13.02.2026 von SWYRL/Eric Leimann
In der ersten Staffel der Thrillerserie "Vigil" mussten zwei Ermittlerinnen einen verzwickten Fall in einem Atom-U-Boot lösen. Auch in Staffel zwei bewegen sie sich unter Militärs und Agenten, nur das Boot fehlt. Diesmal geht es um Kampfdrohnen und die Manipulation von Kriegsgerät.
Eine Serie wie "Vigil" läuft normalerweise nicht im Free-TV, sondern bei kostenpflichtigen Streamern - sollte man meinen. Doch auch das öffentlich-rechtliche Fernsehen produziert nach wie vor erfolgreiche und moderne "Leuchtturmserien", so wie beispielsweise die BBC 2021 mit "Vigil". Der U-Boot-Thriller sorgte für Zuschauerzahlen im zweistelligen Millionenbereich und geriet zum erfolgreichsten BBC-Drama der letzten Jahre. Dazu wurde "Vigil" vom einflussreichen "Guardian" zu einer der besten Serien des Jahres 2021 gewählt. Folgerichtig gab es nach dem Triumph eine Fortsetzung: Die zweite Staffel "Vigil - Tödliche Drohnen", erschienen 2023, wird nun im ZDF wiederholt.

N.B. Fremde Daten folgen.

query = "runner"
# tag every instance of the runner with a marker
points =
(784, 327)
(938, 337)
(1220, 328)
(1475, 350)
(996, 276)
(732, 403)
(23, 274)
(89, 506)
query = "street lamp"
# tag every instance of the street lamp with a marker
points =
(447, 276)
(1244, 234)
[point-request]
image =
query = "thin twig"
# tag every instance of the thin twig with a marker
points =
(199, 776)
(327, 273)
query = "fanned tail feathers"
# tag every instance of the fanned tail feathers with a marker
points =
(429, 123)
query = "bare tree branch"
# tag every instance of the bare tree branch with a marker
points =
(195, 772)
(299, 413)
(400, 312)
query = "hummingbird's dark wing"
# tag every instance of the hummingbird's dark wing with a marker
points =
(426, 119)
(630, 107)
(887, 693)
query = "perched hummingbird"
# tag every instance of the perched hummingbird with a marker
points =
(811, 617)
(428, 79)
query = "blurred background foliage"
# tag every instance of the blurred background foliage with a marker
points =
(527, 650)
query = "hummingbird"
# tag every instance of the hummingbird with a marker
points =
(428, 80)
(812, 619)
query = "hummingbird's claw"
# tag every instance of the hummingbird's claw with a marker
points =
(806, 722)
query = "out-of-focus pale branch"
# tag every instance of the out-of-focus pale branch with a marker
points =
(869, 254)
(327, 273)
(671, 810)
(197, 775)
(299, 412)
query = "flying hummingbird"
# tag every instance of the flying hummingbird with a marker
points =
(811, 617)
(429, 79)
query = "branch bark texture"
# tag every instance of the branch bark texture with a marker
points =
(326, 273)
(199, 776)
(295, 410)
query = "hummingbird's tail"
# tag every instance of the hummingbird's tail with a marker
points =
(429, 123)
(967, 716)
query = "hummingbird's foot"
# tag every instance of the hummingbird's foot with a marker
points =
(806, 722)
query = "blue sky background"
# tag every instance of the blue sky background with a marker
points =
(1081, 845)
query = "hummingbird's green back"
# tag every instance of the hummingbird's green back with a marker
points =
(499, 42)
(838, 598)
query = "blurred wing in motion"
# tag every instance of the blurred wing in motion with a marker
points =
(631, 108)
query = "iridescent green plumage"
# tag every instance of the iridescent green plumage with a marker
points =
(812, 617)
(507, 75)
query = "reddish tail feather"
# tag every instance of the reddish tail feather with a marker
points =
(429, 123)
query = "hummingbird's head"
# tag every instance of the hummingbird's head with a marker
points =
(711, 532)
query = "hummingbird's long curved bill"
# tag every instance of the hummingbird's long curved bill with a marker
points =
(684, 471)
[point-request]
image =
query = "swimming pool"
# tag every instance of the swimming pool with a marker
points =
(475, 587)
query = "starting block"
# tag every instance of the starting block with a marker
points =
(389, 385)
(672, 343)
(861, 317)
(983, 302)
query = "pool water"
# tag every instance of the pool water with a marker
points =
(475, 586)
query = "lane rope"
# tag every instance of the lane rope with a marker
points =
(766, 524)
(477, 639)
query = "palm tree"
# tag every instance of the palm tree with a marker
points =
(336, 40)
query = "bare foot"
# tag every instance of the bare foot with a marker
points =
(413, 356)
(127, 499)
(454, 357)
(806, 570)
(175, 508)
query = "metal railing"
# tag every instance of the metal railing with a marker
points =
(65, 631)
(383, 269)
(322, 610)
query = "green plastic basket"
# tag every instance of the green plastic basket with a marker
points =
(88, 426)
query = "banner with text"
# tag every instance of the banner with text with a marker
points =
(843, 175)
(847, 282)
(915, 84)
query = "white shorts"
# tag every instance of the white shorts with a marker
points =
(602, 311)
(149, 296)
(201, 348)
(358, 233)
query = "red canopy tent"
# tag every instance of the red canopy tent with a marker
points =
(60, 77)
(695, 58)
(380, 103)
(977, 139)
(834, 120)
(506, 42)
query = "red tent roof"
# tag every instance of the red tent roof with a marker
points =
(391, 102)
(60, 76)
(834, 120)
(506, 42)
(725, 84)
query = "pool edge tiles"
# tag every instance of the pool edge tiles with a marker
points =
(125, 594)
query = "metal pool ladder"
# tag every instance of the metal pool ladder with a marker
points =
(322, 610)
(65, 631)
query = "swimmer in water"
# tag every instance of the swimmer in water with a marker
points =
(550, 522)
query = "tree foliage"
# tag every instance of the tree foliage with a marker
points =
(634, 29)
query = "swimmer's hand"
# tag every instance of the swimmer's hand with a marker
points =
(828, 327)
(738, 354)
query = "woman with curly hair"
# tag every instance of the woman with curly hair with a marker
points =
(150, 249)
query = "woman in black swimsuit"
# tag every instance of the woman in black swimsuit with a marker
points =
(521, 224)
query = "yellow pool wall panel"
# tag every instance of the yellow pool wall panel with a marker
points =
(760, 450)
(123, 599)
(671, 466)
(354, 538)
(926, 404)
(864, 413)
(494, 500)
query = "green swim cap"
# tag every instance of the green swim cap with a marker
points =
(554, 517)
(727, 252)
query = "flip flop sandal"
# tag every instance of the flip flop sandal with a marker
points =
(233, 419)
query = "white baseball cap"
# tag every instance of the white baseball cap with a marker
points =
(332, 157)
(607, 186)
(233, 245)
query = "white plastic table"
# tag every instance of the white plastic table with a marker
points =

In "Vigil - Tödliche Drohnen" ermitteln die Polizistinnen Amy Silva (Suranne Jones) und Kirsten Longacre (Rose Leslie) abermals unter Militärs einer schottischen Basis, doch diesmal sollen sie ohne U-Boot auskommen. Stattdessen ist Ausgangspunkt des Plots eine fehlgeschlagene Militärübung mit Kampfdrohnen, bei der sieben Menschen getötet werden. Hat jemand das teuflische Kriegsgerät manipuliert?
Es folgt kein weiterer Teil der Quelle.